Addressing the Arguments of a Mayor
Tibor R. Machan
The Mayor of Ft. Collins, CO, published a letter on his web site in response to a student who protested smoking ordinances and quoted me to indicate the problem with such laws. The quote used went as follows: "Why do [government officials and voters] believe that they are entitled to non-smoking in restaurants when they do not belong to them? Whoever owns the area…ought to have the right to say whether smoking is permitted in it."

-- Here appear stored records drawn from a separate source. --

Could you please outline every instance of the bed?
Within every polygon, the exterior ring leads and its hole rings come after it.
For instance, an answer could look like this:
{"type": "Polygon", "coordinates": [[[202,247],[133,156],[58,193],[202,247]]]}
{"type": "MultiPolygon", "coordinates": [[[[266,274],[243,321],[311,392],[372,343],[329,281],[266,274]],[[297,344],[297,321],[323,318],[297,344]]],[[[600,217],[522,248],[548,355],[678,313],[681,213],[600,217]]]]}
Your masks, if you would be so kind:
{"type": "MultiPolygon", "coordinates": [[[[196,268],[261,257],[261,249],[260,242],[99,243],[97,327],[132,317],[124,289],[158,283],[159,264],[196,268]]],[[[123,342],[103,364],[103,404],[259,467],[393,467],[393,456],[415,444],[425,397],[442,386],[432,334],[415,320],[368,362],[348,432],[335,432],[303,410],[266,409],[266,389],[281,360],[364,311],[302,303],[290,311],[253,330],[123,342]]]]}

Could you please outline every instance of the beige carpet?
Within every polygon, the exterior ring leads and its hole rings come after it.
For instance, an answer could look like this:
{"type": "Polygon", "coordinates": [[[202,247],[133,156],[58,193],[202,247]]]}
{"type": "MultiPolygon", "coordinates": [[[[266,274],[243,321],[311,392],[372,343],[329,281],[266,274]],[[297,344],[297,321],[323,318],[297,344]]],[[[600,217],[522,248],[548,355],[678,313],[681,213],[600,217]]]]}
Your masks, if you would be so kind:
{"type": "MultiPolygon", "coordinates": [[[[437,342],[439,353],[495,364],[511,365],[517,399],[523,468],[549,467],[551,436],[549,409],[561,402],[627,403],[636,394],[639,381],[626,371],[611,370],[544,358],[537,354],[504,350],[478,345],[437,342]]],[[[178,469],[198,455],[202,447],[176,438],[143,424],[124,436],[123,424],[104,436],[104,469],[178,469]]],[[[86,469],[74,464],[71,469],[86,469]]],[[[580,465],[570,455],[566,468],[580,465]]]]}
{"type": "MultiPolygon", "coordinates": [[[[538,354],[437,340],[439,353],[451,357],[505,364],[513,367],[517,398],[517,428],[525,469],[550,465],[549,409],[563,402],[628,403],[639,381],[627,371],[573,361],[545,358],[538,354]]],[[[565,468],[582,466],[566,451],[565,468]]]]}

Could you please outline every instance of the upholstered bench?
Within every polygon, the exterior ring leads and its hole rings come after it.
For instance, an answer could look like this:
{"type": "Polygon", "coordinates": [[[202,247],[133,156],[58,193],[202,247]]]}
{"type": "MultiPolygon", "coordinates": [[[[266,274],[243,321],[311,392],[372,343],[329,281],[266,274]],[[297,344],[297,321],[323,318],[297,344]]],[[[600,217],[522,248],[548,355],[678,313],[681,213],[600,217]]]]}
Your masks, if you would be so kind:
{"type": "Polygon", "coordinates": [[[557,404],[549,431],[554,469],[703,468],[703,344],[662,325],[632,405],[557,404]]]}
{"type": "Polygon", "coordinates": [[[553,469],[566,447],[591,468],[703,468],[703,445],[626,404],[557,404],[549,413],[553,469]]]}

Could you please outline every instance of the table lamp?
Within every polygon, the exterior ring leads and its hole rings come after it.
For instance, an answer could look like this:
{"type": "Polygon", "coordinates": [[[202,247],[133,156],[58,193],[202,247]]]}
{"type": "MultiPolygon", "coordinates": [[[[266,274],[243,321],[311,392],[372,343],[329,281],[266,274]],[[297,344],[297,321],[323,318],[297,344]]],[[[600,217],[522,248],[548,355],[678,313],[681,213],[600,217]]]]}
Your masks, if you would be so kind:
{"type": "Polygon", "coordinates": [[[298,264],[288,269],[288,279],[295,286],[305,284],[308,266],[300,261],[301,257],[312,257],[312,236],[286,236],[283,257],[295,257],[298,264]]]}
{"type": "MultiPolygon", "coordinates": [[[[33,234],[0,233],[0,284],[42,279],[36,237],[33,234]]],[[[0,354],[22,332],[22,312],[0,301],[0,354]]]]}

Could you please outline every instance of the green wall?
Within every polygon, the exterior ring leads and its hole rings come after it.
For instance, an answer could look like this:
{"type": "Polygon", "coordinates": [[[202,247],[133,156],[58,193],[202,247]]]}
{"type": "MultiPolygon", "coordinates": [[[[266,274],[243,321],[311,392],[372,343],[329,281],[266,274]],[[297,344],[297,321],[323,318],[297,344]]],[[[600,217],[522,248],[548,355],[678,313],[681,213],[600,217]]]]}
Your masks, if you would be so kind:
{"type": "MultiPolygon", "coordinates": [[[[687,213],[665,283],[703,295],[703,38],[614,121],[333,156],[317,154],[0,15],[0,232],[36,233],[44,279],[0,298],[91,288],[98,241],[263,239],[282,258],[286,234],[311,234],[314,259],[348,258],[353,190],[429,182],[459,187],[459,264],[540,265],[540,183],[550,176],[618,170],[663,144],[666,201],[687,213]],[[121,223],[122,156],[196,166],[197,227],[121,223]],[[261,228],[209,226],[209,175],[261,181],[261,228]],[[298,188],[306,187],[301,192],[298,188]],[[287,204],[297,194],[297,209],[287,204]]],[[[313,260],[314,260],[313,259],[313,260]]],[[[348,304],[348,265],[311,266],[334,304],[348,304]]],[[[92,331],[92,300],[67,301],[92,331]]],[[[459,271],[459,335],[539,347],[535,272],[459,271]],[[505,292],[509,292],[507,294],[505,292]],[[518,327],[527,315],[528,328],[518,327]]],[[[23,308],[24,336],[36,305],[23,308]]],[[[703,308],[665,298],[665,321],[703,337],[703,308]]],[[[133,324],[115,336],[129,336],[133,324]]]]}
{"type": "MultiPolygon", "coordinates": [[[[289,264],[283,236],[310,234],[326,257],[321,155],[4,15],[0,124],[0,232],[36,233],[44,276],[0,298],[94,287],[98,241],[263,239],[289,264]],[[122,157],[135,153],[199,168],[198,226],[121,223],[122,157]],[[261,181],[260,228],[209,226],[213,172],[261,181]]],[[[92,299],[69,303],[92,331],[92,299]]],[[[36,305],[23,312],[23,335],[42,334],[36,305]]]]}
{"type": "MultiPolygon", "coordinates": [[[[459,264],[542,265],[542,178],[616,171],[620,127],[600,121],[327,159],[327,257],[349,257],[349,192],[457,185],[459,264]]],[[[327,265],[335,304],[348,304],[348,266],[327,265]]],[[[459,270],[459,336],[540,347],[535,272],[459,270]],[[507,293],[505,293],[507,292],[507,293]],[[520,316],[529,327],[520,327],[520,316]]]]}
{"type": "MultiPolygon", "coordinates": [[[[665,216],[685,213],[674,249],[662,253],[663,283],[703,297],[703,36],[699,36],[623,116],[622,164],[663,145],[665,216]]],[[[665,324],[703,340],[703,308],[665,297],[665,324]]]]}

Mayor Ray Martinez responded as follows:
There are many good reasons why the government steps in and looks after the health and safety of the public in general. Just for a few examples, some states require motorcyclists to wear helmets, seatbelts in the vehicle, no smoking on the airlines, you can't move into your home until the builder receives a "certificate of occupancy," which means the government inspects the home before you can live in the home you are purchasing, restaurants have many regulations regarding the temperature they have to keep the refrigerator, certain foods, cleaning up responsibilities, handling of foods, liquor licensing, being searched at the airport for the safety of all, guidelines on where you can and cannot drink alcoholic beverages and at what age, privileges of driving depending on your health condition, your age, testing ability to qualify for a drivers' license, where you can and cannot ride a bicycle, etc. and the list goes on.
I was not asked to be part of this debate and do not know if the student who chose to quote me had the chance to reply. However, the Mayor’s response merits attention because it contains some very popular ways of defending government intervention in people’s lives and because he appears to be sincere and certainly civil in his response.
Let me take the examples the mayor offers in order. He says that “some states require motorcyclists to wear helmets, seatbelts in the vehicle….” Indeed, it is the law in many states that when using state roads, motorcyclists must wear helmets and those in cars must wear seatbelts. These laws, however, rest precisely on the principle of property rights. The states own the roads and make the rules of using them. (One might raise the question whether the states ought to own the roads, but that is not the issue here.) Ownership confers the authority to make the rules and the mayor appears to agree.
The mayor then goes on to mention the FAA’s rules of prohibiting “smoking on the airlines…” While there is a federal regulation to this effect, he doesn’t defend it and it is indeed questionable whether it can be defended. An airline in a free society ought to be free to offer its services on its own terms and costumers ought to be free to either accept or reject them. It is just from this kind of diverse provision of services that competition arises. By imposing the terms, the government undermines both freedom and competition. As to some basic health provisions, the pressure of possible law suits and insurance company requirements would meet those without involving any government intervention.
The mayor goes not to note that “you can't move into your home until the builder receives a ‘certificate of occupancy,’ which means the government inspects the home before you can live in the home you are purchasing….” Again, this is an accurate enough report on how things stand but it misses the point: perhaps they ought not to stand this way. It is arguable that governments, which in the Declaration of Independence are said to be instituted so as to “secure [our] rights,” exceed their proper authority when they go around inspecting homes and imposing rules on how they must be built, except in so far as certain ways of building homes can involve a clear and present danger to innocent third parties.
The mayor then mentions that “restaurants have many regulations regarding the temperature they have to keep the refrigerator, certain foods, cleaning up responsibilities, handling of foods, liquor licensing….” And again he is correct but the point isn’t whether there are such regulations but whether they are just, proper, for the government to issue and enforce. All these regulations could be achieved without government – insurance companies could require all these measures before they will sell insurance to restaurants, for example. And organizations akin to the Better Business Bureau could also carry out these kinds of functions. Finally, if a restaurant owner decided not to provide these services and customers were still willing to trust the establishment, it would be their right to do so in a genuinely free society. The mayor continues in the same vein noting that passengers are “being searched at the airport for the safety of all,” and that there are “guidelines on where you can and cannot drink alcoholic beverages and at what age,” that the “privileges of driving depend… on your health condition, your age, testing ability to qualify for a drivers' license, where you can and cannot ride a bicycle, etc. and the list goes on.” All this is true. The last part of the list concerns, again, the fact that governments own the roads and are responsible for administering them, so they set the rules of the road. As to searches at airports, these also take place in government facilities and are therefore subject to the government’s rules, although that isn’t the only alternative – airports could be privately owned and administered and once again insurance companies could set requirements that would result in safety regulations.
What the mayor’s comments show is lack of consideration for alternative ways of securing safety, ways that do not do violence to the principle of individual rights. They also reveal complacency about the slippery slope of encroaching government intervention in people’s lives – from his sort of reasoning one can indeed move to justifying a totalitarian state.
Finally, since restaurants are private property in most instances, most of the mayor’s examples do not apply to whether they may be regulated by the government, including as to whether costumers may nor may not smoke there.